British state manoeuvres lie behind the arrest of Sinn Fein president Gerry Adams

Repost from Great Britain's Socialist Worker:



British state manoeuvres lie behind the arrest of Sinn Fein president Gerry Adams

by Simon Basketter



Gerry Adams, president of Sinn Fein
Gerry Adams, president of Sinn Fein (Pic: Sinn Fein/flickr)



Gerry Adams, the president of Sinn Fein, was arrested last week. 

The arrest was in connection with the 1972 abduction and killing of Jean McConville.
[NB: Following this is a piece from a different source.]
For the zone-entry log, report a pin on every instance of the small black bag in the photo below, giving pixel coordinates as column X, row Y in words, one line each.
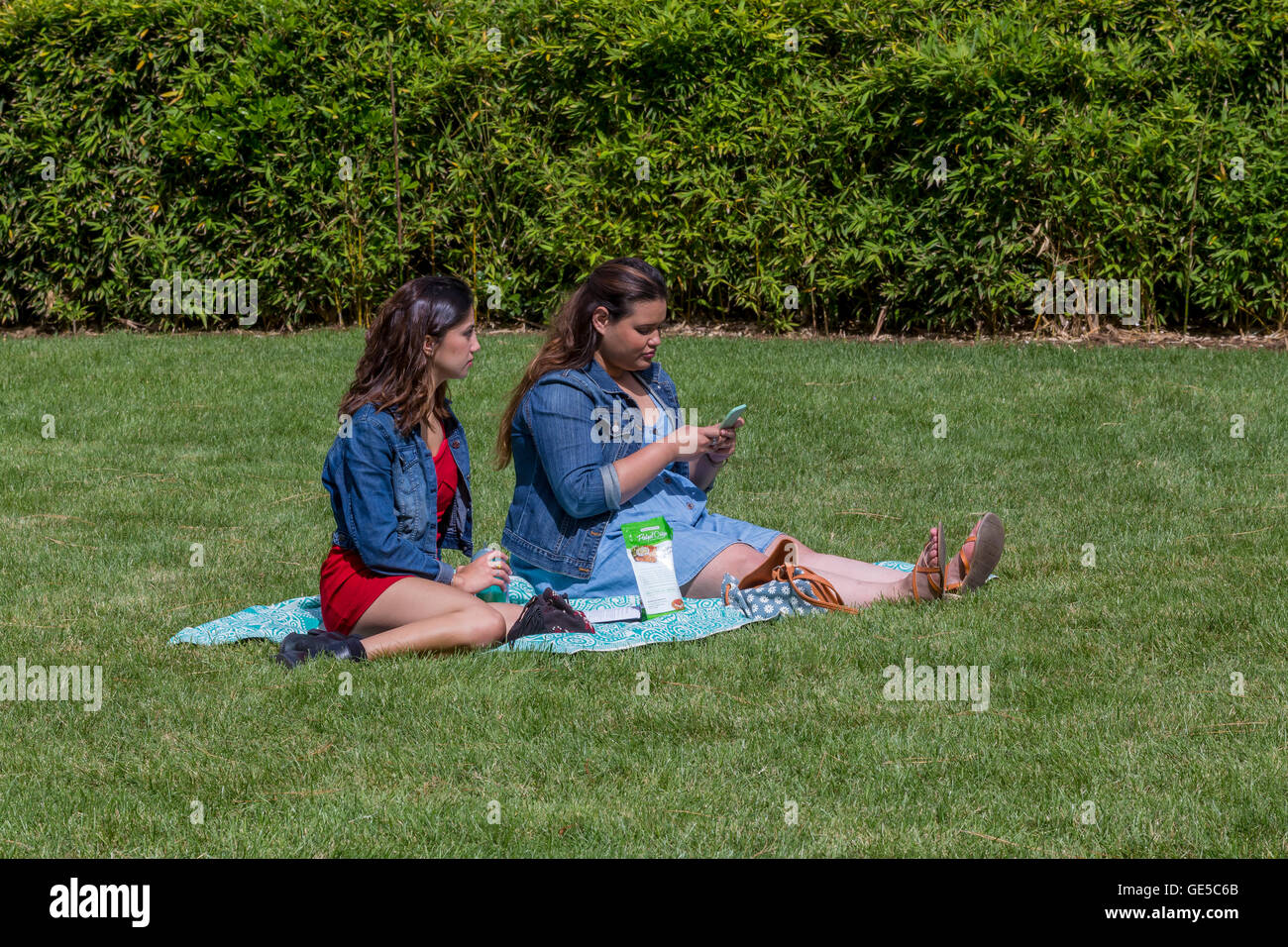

Jean McConville was a widow and mother of ten alleged by the IRA to have been an army informant.

She was a Protestant in a mixed marriage who had moved to the Lower Falls area after loyalists drove her and her husband out of east Belfast.


Adams, former MP for Belfast West and now a member of the Irish parliament, denied any part in the killing.
Tory Northern Ireland secretary Theresa Villiers said, “We believe in the rule of law and that people who committed terrorist crimes must face the consequences if the evidence exists to prosecute.”
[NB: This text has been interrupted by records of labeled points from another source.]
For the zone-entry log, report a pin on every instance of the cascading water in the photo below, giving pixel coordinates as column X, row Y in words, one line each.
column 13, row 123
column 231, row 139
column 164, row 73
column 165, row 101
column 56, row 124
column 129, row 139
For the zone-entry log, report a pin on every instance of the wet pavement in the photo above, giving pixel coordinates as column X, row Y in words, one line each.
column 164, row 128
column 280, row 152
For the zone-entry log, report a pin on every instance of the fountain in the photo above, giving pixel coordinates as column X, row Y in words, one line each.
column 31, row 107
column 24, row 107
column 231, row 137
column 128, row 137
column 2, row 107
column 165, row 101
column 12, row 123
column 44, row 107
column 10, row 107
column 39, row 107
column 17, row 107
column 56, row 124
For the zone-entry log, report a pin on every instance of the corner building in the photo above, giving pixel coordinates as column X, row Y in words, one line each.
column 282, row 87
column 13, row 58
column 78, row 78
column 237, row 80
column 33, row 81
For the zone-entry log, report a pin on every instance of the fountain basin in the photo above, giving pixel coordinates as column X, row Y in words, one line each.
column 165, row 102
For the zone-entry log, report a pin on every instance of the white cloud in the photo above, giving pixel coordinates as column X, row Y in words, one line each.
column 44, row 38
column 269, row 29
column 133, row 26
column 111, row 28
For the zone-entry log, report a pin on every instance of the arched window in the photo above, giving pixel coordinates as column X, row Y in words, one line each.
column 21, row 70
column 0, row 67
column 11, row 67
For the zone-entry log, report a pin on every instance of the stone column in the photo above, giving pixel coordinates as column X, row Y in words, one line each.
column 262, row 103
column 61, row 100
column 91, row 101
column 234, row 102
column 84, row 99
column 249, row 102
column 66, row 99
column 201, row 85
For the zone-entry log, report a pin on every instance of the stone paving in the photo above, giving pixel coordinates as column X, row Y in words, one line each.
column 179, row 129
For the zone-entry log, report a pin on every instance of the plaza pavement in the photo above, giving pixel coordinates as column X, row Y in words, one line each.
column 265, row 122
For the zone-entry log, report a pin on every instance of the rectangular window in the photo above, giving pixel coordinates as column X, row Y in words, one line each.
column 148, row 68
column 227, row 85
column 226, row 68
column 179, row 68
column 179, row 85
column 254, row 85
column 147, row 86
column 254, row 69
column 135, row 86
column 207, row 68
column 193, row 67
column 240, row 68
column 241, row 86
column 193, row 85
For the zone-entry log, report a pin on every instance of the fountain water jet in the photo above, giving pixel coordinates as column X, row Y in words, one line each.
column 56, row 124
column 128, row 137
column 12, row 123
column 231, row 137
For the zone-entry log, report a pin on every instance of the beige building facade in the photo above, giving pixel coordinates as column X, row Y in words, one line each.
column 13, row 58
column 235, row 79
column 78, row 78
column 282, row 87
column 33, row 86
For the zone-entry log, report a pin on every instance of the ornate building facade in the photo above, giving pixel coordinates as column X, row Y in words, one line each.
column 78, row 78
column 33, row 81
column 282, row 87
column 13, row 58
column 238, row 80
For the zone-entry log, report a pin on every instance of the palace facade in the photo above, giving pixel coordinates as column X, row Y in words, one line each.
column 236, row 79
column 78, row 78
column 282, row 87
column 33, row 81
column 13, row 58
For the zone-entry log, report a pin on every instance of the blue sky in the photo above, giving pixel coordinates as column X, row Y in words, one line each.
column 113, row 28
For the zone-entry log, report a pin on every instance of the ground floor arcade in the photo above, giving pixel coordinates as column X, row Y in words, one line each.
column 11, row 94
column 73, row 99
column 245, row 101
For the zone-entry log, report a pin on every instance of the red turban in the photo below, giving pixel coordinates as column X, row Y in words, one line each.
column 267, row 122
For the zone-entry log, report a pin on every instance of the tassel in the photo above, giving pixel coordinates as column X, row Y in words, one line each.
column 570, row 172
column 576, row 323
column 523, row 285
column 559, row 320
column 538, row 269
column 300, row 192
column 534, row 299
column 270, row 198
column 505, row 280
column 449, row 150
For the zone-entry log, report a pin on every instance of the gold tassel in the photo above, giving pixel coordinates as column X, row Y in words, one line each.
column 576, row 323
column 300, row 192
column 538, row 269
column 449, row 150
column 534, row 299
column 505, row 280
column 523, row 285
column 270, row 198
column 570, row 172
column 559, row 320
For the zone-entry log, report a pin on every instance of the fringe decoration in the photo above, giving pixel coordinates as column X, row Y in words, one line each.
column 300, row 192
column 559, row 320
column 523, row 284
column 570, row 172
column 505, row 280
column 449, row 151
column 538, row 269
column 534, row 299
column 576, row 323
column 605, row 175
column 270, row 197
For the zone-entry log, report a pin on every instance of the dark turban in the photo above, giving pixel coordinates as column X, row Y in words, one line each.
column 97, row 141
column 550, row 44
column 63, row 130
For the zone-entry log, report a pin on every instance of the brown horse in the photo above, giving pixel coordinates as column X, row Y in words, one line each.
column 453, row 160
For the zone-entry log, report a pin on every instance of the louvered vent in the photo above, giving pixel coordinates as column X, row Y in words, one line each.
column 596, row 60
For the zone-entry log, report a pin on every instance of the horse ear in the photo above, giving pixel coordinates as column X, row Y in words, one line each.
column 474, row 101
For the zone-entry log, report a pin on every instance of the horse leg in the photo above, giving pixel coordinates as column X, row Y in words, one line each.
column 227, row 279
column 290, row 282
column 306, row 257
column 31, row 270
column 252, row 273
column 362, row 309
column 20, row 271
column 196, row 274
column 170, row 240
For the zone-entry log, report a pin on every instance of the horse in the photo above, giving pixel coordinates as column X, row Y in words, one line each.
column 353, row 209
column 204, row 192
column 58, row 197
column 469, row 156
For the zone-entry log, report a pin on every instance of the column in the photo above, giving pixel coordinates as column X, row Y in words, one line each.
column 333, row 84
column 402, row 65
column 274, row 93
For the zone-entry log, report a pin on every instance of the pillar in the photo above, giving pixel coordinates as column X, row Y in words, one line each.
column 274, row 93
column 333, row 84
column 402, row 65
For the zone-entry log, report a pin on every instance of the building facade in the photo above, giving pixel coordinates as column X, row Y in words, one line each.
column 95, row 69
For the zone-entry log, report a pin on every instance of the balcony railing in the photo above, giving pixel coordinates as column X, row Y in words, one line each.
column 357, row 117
The Tories are keen to move away from investigations into state terror and British involvement with sectarian murder. Villiers said there would be a “fresh approach” to the past. It will focus on “the wrongdoing of paramilitaries” and move away from reckoning with the “activities of the state”.
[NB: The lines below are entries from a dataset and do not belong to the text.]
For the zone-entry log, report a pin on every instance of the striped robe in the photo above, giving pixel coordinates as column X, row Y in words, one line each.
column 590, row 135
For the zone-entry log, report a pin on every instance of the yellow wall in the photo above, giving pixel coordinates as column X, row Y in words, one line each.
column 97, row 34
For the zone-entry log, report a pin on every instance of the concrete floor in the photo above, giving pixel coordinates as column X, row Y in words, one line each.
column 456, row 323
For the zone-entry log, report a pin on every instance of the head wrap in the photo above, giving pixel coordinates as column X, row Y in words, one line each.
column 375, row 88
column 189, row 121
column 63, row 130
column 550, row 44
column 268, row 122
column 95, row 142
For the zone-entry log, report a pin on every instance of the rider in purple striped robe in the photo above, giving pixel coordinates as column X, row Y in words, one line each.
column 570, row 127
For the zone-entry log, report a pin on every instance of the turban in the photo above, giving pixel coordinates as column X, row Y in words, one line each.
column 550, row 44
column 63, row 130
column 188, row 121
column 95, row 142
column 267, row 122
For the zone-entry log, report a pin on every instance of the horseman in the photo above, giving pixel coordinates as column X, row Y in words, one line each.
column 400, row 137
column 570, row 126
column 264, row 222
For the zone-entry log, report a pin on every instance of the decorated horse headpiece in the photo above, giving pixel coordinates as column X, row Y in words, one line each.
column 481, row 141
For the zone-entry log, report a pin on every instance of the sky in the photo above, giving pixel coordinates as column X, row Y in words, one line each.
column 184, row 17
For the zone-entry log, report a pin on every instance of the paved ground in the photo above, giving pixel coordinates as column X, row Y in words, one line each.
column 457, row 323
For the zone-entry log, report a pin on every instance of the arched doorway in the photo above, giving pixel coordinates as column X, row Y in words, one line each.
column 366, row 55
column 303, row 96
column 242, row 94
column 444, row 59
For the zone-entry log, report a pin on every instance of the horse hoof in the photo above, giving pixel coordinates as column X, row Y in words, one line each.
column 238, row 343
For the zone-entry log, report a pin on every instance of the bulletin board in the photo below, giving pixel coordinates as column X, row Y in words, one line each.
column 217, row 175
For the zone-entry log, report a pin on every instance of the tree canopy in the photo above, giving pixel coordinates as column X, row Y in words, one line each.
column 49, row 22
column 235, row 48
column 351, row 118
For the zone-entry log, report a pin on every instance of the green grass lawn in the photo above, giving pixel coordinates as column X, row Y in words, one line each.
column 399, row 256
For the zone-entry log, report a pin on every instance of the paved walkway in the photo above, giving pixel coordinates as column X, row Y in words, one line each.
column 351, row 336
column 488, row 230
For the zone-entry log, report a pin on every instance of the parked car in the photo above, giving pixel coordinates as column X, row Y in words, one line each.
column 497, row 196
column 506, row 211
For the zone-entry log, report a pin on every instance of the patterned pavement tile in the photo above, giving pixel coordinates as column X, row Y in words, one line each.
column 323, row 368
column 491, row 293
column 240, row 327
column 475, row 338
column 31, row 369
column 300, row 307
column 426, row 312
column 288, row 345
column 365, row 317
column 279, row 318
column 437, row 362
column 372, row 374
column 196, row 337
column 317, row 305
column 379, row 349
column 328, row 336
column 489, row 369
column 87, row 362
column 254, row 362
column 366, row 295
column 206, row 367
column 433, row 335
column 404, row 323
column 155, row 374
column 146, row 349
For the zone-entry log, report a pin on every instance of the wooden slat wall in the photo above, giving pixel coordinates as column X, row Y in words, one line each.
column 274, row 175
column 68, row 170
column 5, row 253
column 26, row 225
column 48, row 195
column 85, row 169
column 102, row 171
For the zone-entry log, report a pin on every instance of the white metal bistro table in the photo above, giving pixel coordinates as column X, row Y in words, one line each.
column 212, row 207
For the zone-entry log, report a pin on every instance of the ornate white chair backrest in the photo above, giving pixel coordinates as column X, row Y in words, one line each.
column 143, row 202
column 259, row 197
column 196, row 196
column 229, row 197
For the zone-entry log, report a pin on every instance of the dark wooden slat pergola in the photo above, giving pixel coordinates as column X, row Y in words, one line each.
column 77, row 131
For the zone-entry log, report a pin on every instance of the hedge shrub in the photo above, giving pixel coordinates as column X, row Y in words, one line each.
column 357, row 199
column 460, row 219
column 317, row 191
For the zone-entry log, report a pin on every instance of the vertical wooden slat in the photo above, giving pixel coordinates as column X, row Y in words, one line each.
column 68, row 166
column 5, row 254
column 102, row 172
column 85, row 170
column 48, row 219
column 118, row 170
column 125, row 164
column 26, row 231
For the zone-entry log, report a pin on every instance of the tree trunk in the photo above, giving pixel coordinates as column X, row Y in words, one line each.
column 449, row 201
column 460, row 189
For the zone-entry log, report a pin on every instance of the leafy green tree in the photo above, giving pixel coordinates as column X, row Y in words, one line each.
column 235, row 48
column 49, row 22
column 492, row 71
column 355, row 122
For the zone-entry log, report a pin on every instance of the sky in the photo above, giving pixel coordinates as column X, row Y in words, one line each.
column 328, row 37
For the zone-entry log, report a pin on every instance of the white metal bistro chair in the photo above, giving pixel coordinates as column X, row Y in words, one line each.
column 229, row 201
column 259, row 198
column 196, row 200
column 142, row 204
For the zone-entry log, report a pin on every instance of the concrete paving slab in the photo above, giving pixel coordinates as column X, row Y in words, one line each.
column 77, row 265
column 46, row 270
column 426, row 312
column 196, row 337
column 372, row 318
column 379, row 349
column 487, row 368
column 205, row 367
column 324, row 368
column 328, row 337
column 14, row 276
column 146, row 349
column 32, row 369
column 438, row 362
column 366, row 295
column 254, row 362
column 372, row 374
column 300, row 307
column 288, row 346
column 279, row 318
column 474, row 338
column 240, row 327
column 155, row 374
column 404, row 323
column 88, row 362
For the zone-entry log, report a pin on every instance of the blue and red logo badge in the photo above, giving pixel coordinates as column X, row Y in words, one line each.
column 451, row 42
Villiers announced a day before Adams’ arrest that she would block an independent review into the 1972 murder by British paratroopers of 11 unarmed civilians—including a mother of eight—in Ballymurphy.


Violence


Unionist politicians have long complained that too much attention has been paid to state violence.


There is a convergence of interest over the Adams arrest. Unionist politicians are looking to shore up support. The Tories want to rewrite the history of the Troubles. The Southern Irish establishment is happy for Sinn Fein to be taken down a peg in the run-up to elections.


And while Sinn Fein has made its peace with the Police Service of Northern Ireland, the reverse is not the case.


For more than a quarter of a century the full power of the state was applied to suppressing a popular nationalist insurgency in the North.


Tens of thousands of young men and women were jailed and interned. Substantial numbers were tortured or killed in an effort to shore up a repressive and sectarian state.


As Socialist Worker’s sister paper in Ireland put it, “The British state’s selective approach to the past is not just about maintaining its control over a staggering peace process that requires permanent life support in order to survive.


“The kind of stability that they seek to preside over for Northern Ireland requires a rendering of the past that casts them as a neutral party presiding over warring tribes, and in many ways it is Sinn Fein’s complicity in this charade that has allowed them to get away with it.”


Read more from our Irish sister paper at bit.ly/1j38f9f

Money for tape access

Allegations against Gerry Adams are included in taped interviews with former IRA members, recorded as part of an oral history project for Boston College in the US.
The British government poured huge resources into bringing a
high-profile court case in the US to win access to the transcripts.
The former paramilitaries were told that the tapes would not be made public until after their deaths.
Ivor Bell who gave interviews to the Boston project, was charged in March with aiding and abetting the murder of Jean McConville and membership of the IRA.
The Boston recordings include testimony alleging that Adams ordered the abduction and murder of Jean McConville.